The weights are the data values.

If you have a two-dimensional array, then you have coordinates (indices) in two dimensions, and each coordinate pair points to a weight.

It may be counterintuitive at first to think of averaging the coordinate values, with weights, but it is a correct definition and produces the right result.

At this point, I’m out of time on this thread.

hjh

:slight_smile:
A few search engine queries later:
I was thinking the values were z coordinates, but they’re weights instead. The centroid is where the turning moment is equal to all the other moments in the mass. So it’s sum(xhat * w) = sum(x * w) → xhat=sum(x * w)/sum(w).

The other (possibly better?) version of this calculation would find local maxima (with sub-cell interpolation) for the cells based on weight.

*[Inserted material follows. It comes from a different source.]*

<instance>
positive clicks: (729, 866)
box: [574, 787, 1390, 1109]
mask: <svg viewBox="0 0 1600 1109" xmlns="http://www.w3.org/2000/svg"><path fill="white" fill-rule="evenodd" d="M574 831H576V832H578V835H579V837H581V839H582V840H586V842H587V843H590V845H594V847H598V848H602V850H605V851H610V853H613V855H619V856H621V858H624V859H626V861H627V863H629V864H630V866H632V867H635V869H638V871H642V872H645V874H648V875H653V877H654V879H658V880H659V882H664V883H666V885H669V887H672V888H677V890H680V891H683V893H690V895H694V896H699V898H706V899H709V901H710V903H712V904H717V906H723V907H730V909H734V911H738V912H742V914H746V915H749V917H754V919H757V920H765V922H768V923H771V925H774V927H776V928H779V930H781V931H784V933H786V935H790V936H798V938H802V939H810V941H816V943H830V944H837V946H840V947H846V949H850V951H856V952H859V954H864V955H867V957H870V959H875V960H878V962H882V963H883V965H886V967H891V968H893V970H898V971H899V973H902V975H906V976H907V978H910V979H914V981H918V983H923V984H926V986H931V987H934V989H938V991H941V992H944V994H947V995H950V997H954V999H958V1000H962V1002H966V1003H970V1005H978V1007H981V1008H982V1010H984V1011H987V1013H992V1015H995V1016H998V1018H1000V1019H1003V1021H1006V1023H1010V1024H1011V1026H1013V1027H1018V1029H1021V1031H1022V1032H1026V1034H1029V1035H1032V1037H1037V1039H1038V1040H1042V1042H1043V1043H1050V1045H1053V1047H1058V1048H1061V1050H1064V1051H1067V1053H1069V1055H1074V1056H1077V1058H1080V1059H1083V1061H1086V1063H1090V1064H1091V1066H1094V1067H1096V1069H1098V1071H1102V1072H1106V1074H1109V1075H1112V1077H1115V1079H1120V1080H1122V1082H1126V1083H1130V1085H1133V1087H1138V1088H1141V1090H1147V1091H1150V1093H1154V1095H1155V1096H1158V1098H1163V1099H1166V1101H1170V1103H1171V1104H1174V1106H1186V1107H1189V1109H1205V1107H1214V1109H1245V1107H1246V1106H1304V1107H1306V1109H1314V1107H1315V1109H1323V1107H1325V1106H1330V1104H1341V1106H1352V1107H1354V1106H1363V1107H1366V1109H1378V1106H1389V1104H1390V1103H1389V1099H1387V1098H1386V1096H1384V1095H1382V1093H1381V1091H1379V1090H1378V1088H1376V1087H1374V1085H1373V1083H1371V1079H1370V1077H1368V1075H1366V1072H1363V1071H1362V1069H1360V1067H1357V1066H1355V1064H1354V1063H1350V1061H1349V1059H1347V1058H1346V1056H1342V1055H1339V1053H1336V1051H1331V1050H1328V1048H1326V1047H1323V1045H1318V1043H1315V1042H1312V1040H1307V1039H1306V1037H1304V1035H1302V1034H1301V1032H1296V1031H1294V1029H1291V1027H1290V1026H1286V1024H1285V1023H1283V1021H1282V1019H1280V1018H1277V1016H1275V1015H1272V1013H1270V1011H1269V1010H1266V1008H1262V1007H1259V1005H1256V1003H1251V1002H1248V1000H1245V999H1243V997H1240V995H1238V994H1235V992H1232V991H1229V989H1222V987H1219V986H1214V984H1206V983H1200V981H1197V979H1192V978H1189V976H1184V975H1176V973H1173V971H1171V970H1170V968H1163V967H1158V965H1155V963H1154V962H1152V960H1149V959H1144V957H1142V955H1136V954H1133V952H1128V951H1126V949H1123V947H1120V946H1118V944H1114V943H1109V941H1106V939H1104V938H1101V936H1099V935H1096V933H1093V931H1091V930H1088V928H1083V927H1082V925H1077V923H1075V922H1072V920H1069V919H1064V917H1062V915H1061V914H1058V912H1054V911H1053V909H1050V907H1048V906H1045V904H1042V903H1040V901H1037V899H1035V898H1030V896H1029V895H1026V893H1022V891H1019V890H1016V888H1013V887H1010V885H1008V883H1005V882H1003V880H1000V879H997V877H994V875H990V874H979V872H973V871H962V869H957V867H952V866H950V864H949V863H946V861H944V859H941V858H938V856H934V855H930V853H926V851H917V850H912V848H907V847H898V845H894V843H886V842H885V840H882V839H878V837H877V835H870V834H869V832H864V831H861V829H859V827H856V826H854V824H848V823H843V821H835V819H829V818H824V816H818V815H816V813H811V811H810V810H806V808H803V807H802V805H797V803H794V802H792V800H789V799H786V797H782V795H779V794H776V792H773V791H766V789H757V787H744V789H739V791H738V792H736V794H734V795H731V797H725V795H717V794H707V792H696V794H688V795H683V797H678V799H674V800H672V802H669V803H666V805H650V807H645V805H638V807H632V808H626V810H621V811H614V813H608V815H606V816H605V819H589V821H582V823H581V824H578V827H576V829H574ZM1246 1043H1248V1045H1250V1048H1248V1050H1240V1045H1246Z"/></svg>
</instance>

Imagining the 2-d version of this, you might have:

a = [0.0, 0.1, 0.3, 0.01, 0.0, 0.2, 0.7, 0.9, 0.4, 0.1, 0.0]

If you do some interpolation / curve fitting, you’ve got a peak between index=6 and 7, which could be your best choice for locating a primary touch. In particular, this way of calculating would throw away (or track separately) the other less prominent peak at ~2. If you’re JUST doing the weighted averaging we’re talking about, then the extra touch at 2 will actually pull the overall centroid left, which may be desired or may be annoying, depending on your controller and the kind of control you’re going for.

Obviously, the above would need to be calculated in 2d not 1d - I don’t know of anything existing in SC or MathLib that can do this unfortunately.

1 Like

One central tendency in n-dimensional Euclidean space that’s more robust to outliers is the geometric median:

Computing it isn’t trivial, but there are efficient algorithms for it. (I’m not sure if this is actually helpful in interface design, but nerdy math trivia is fun.)